Scientists have previously established that SARS-CoV-2 is inserted into cells by a cell surface receptor known as ACE2, but a recent analysis has shown that the ACE2 receptor is at very low levels in human lung tissue. Scientists at McMaster University (MU) and the University of Waterloo in Canada are looking into how the SARS-CoV-2 virus infects the lungs-and are questioning what has been the known reality regarding the infection.

“Our finding is somewhat controversial, as it suggests that there must be other ways, other receptors for the virus, that regulate its infection of the lungs,” said study researcher Jeremy Hirota from MU.

“We were surprised that the fundamental characterization of the candidate receptors in human lung tissue had not yet been done in a systematic way with modern technologies,” Hirota added.

“Finding such low levels of ACE2 in lung tissue has important implications for how we think about this virus. ACE2 is not the full story and maybe more relevant in other tissues such as the vascular system,” said study researcher Andrew Doxey from Waterloo.

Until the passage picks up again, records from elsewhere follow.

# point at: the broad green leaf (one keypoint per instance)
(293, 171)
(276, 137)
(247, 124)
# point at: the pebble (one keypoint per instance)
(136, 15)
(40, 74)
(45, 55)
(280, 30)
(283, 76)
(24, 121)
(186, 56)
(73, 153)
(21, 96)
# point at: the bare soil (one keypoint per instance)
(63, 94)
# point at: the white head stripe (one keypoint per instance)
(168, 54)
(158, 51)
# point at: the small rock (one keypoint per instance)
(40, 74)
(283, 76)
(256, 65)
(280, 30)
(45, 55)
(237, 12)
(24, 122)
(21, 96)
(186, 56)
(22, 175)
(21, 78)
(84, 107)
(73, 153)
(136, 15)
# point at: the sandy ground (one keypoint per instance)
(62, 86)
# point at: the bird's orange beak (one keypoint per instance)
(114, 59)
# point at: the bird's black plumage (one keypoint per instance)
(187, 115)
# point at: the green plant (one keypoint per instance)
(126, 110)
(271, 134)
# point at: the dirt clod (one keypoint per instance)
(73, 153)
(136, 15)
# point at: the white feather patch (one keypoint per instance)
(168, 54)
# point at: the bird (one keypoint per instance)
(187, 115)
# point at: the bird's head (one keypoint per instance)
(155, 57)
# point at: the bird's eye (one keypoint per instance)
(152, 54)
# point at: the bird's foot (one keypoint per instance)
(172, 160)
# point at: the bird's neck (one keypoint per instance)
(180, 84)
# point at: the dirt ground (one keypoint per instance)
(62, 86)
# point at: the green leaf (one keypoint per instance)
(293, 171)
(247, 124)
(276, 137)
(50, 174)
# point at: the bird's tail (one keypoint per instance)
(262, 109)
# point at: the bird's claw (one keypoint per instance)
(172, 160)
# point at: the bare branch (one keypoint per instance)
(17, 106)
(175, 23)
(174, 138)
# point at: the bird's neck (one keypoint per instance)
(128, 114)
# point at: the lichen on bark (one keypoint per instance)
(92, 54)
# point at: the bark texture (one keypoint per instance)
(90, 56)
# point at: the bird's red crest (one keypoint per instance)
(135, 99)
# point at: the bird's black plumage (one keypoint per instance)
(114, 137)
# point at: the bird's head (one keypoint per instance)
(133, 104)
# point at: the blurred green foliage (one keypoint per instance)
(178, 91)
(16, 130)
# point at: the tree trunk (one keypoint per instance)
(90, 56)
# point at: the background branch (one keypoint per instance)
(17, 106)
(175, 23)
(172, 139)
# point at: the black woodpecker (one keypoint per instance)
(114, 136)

The research uses nasal swabs that have been acquired for clinical evaluation of Covid-19 to investigate possible potential mechanisms of infection and specific patient’s reactions to infection.

Such tests offer an ability to evaluate which genes are expressed in the cells of patients and to correlate this knowledge with the nature of the disease of patients.

The current research will recognize and treat patients at risk of experiencing severe problems and have the predictive potential for hospitals.

It is evident, according to the researchers, that certain individuals react better than others to the same SARS-CoV-2 virus.